A POWERFUL DIGESTIVE ENZYME

 

            In my experience, digestion is weak in most people, even the young and supposedly healthy.  For this reason, I suggest a diet of 2-3 cups of cooked vegetables with each meal, some animal protein daily, some whole grains if tolerated, and some raw dairy products if well-tolerated.  In addition to simple meals of only two or three foods, at most, every adult needs to take a digestive enzyme supplement to absorb the most nutrients from our depleted food supply.

            The best digestive aids contain ox bile and pancreatin.  Others that can be used contain vegetable-based enzymes or betaine hydrochloride and pepsin, although they are not quite as good.  Others, such as papain or bromelain, are less powerful and not as recommended.  Take at least one tablet per meal, and more if you wish.  Children have less of a need for a digestive enzyme supplement, although it will benefit many children, as well.

 

WHAT ABOUT ANTI-OXIDANTS?

 

            I did not include a lot of anti-oxidants, bioflavinoids and other supplements that some doctors highly recommend for several reasons:

1. Supplements such as zinc, selenium, TMG and kelp have anti-oxidant properties.

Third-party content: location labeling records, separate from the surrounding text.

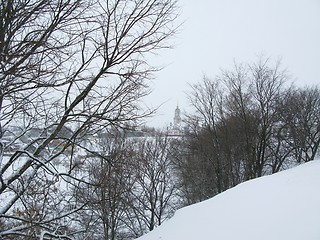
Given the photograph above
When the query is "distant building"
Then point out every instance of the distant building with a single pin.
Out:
(177, 118)
(175, 129)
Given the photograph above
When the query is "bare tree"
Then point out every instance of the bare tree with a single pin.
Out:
(155, 193)
(301, 111)
(68, 64)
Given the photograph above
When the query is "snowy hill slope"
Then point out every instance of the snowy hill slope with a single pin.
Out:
(283, 206)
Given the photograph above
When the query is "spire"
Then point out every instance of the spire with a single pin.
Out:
(177, 118)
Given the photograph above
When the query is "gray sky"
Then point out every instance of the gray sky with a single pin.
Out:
(217, 33)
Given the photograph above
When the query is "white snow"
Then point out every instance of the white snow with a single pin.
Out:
(283, 206)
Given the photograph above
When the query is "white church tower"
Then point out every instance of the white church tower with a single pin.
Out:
(177, 118)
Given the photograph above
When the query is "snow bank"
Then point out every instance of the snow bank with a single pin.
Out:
(283, 206)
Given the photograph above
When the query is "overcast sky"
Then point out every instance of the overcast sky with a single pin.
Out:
(217, 33)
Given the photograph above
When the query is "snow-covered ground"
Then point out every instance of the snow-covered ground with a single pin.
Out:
(283, 206)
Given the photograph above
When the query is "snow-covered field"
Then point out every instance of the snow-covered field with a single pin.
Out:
(283, 206)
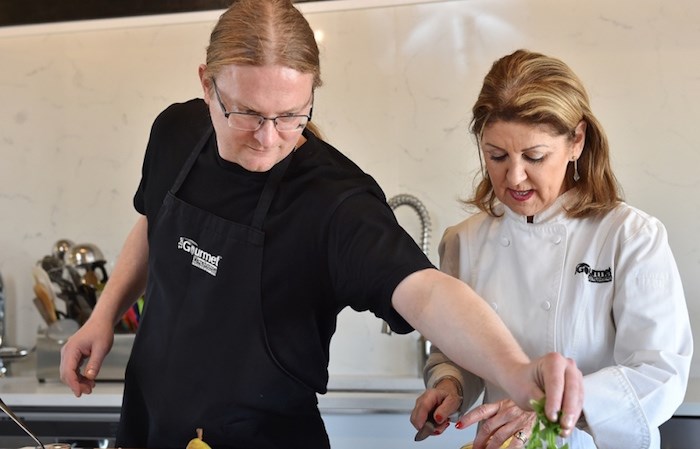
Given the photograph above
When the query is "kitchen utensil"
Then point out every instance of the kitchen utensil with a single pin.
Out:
(428, 428)
(48, 304)
(42, 310)
(84, 254)
(42, 277)
(90, 279)
(19, 422)
(60, 248)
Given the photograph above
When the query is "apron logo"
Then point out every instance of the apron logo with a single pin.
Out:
(200, 258)
(597, 276)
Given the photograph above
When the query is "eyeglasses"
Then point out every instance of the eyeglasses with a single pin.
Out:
(251, 121)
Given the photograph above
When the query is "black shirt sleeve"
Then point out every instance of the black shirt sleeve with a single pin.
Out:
(369, 255)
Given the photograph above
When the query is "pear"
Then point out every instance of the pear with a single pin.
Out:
(198, 443)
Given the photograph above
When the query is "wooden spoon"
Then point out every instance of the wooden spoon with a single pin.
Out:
(46, 301)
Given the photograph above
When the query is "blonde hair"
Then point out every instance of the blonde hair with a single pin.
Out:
(264, 32)
(532, 88)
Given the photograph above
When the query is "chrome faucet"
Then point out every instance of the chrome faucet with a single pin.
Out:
(410, 200)
(424, 216)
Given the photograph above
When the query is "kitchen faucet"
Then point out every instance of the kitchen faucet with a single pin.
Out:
(415, 204)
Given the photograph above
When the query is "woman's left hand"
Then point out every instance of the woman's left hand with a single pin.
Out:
(499, 421)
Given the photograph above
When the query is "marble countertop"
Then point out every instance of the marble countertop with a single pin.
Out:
(347, 394)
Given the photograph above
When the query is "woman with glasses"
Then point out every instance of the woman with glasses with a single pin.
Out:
(566, 264)
(254, 234)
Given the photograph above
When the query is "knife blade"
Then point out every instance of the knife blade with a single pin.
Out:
(428, 428)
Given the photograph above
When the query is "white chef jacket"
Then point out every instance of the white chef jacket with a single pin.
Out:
(604, 291)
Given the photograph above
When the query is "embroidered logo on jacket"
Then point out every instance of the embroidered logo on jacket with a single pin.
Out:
(200, 258)
(597, 276)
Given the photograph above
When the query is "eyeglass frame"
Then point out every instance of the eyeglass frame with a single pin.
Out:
(260, 116)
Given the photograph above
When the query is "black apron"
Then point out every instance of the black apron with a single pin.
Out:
(201, 356)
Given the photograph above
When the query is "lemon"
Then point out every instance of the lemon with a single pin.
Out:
(198, 443)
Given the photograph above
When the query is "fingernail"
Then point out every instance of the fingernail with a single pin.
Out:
(568, 421)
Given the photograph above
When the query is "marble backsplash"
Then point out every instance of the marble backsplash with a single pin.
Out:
(79, 99)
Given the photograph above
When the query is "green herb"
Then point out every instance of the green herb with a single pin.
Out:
(544, 432)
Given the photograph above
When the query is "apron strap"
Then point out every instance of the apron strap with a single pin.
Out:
(191, 160)
(269, 191)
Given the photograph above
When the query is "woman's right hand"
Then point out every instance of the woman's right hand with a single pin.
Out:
(91, 342)
(442, 401)
(499, 422)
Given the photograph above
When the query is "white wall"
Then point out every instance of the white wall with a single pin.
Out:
(78, 102)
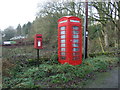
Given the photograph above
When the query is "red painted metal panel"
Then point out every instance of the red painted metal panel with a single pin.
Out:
(70, 40)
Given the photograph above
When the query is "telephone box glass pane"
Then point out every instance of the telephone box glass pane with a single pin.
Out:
(75, 45)
(62, 41)
(62, 36)
(62, 53)
(75, 40)
(75, 32)
(62, 32)
(62, 28)
(62, 49)
(75, 49)
(63, 57)
(62, 45)
(76, 53)
(75, 27)
(75, 36)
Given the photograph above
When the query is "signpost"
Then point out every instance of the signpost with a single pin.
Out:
(86, 29)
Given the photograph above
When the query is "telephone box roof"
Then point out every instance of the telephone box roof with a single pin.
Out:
(68, 17)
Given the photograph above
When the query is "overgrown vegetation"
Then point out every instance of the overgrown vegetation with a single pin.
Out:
(56, 75)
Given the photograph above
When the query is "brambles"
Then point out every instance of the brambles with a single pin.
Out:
(56, 75)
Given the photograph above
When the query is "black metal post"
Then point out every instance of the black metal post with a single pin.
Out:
(86, 29)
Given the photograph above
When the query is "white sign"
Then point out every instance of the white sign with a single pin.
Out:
(39, 43)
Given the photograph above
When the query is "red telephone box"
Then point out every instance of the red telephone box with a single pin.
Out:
(70, 40)
(38, 41)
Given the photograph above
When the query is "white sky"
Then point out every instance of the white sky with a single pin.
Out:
(14, 12)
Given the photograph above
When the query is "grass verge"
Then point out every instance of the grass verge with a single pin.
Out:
(56, 75)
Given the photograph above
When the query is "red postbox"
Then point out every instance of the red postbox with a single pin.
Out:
(38, 41)
(70, 40)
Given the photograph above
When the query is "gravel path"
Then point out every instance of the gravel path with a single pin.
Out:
(105, 80)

2. If one ingests enough good food, uses natural herbs and spices such as mustard, turmeric, ginger and others, and takes the minerals suggested above, this will be sufficient for many people.

3. Too much of other anti-oxidants tend to be very yin in Chinese medical terms.  This is an important concern with anti-oxidants, in particular, which can unbalance the body.

 

WHAT ABOUT A MULTI VITAMIN-MINERAL SUPPLEMENT?

 

            Another step in healing and maintaining the body for many people is to add a multiple vitamin/mineral supplement.  It must be in addition to the supplements described above, not in place of it.  It should contain a wide variety of nutrients including vitamins A, B, C, D, E and K.  It should also contain essential trace minerals such as chromium, selenium, zinc, manganese and others.

The basic supplements above will not always supply all of oneŐs needs.  However, they are a wonderful start toward obtaining the many vital nutrients needed by our bodies today.  These nutrients are not easily available from food, even if one eats only organically grown locally produced food.  Combining this with an excellent diet and a very healthful lifestyle can enhance anyoneŐs health and joy in life.